By: David Kanter (dkanter.delete@this.realworldtech.com), January 18, 2011 12:24 pm
Room: Moderated Discussions
? (0xe2.0x9a.0x9b@gmail.com) on 1/18/11 wrote:
---------------------------
>Matt Waldhauer (M.Waldhauer@gmx.de) on 1/18/11 wrote:
>---------------------------
>>David Kanter (dkanter@realworldtech.com) on 1/17/11 wrote:
>>---------------------------
>>>Mtatt Waldhauer (M.Waldhauer@gmx.de) on 1/17/11 wrote:
>>>---------------------------
>>>>? (0xe2.0x9a.0x9b@gmail.com) on 1/16/11 wrote:
>>>>---------------------------
>>>>>On the other hand, I predict that AMD will be forced to copy the Intel's microOP
>>>>>cache from Intel's Sandy Bridge (Unless AMD did not already do so in some form in
>>>>>the Bulldozer architecture. It would be nice if Bulldozer featured such a cache, but I doubt Bulldozer has it.)
>>>>
>>>>AMD already patented a branch redirect recovery cache. Very similar to the uOp cache. Does that count as copy? ;)
>>>
>>>So...judging from the name, this sounds very different from a uop cache. It sounds
>>>like they just have patented a cache that holds common targets of mispredicted branches.
>>>I.e. it reduces the penalty of a branch mispredict, rather than accelerating the common case.
>>>
>>>AFAIK, bulldozer does not have anything like the uop cache at all. Although AMD
>>>has always been a little less worried about decode bandwidth.
>>
>>Quotes from the patent:
>>"One or more decode stages (corresponding to the decode unit 18 ) may also be bypassed.

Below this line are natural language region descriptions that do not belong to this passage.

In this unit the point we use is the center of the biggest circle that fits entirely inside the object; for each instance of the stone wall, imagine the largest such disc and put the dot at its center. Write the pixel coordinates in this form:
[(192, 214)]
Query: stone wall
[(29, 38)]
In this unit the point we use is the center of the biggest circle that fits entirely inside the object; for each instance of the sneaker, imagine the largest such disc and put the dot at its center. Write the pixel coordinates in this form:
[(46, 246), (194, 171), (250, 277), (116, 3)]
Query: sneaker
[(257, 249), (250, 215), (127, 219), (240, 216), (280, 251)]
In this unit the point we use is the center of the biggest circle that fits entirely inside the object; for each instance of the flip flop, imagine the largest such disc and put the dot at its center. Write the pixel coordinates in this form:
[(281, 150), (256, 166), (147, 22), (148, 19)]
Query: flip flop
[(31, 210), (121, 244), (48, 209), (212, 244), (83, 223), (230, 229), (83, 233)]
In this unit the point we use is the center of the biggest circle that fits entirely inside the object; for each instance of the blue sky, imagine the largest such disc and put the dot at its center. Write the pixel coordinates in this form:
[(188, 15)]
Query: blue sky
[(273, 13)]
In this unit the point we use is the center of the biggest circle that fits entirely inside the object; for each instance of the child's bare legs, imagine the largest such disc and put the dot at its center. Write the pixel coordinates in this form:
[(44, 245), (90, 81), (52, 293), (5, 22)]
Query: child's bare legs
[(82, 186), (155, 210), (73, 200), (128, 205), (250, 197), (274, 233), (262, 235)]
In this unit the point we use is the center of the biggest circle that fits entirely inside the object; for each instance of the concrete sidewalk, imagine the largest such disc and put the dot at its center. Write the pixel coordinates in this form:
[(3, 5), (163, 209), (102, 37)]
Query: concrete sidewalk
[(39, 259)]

>>In the illustrated embodiment, pipeline stages corresponding to fetch and decode
>>are bypassed, and instructions are inserted into the rename/schedule unit 22."
>>
>>"The operations cached by the redirect recovery cache 20 may be in the form that
>>they exist at the pipeline stage in which they will be inserted (e.g. partially
>>or fully decoded form). Alternatively, the redirect recovery cache 20 may comprise
>>logic to modify the cached operations to produce the form they would have at the
>>inserted stage. This logic may be relatively simple logic that does not add clock
>>cycles to the path of inserting operations into the desired pipeline stage."
>>
>>So several forms incl. the caching of decoded ops are included. Since it's not
>>needed to cover correctly predicted branches, it can be small:
>>"The redirect recovery cache 20 may have any desired number of entries. A relatively
>>small number of entries may be used (e.g. 64 or 128) and may achieve relatively high hit rates for many applications."
>>
>>http://www.freepatentsonline.com/7685410.html
>
>I think David Kanter is wrong here, and Matt Waldhauer is right. The patent essentially
>gives AMD the right to implement any equivalent to Intel's microOP cache. A sample
>crucial paragraph is (column 9 on page 10 of the patent):
>
>"In some embodiments, the redirect recovery cache 20 may implement loop cache functionality.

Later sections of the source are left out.